SUBMITTED BY ARTHUR N1ORC - AMSAT A/C 331468

John Yembrick
Headquarters, Washington
202-358-0602

John Ira Petty
Johnson Space Center, Houston
281-483-5111


	June 29, 2007
STATUS REPORT: SS07-32

International Space Station Status Report: SS07-32

HOUSTON -- After the departure of the space shuttle Atlantis, Expedition 
15 Commander Fyodor Yurchikhin and Flight Engineer Oleg Kotov returned 
to their daily operations aboard the International Space Station this 
week, while newly arrived Flight Engineer Clay Anderson began conducting 
scientific experiments.

Atlantis landed in California June 22 after delivering a new starboard 
truss segment and a set of solar arrays to the station. Returning on the 
shuttle was Sunita Williams, who lived and worked aboard the orbiting 
complex for six months. Anderson succeeded Williams on the station and 
arrived with the Atlantis crew on June 10.
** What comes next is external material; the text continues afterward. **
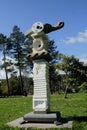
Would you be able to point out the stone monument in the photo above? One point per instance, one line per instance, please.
(41, 57)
Anderson performed his first Saturday Science activity on June 23, 
showing younger television viewers how Newton's laws apply to sports 
activities, even in the microgravity of space.

On Monday, Anderson began work with a nutrition experiment. He collected 
blood and urine samples and began logging all of the food and drinks he 
consumed. The experiment tracks many vitamins and minerals essential for 
good health. It is the most comprehensive in-flight study to date of 
human physiological changes during long-duration spaceflight. Also, 
Anderson and Kotov did a medical emergency exercise, and Yurchikhin 
replaced one of three transmitters on the Russian Regul communications 
system.

The crew inspected the lights and power systems and performed a routine 
examination of the windows on the Russian Zvezda service module on Tuesday.

Wednesday was filled with science. Each crew member completed medical 
tests and periodic fitness evaluations, and worked with a variety of 
Russian experiments. Kotov spent about two hours using a multimeter to 
do resistance checks on the computer system in the Zvezda service 
module. The two major computer systems there continue to function well, 
with two of three "lanes," or data paths, of each system operating.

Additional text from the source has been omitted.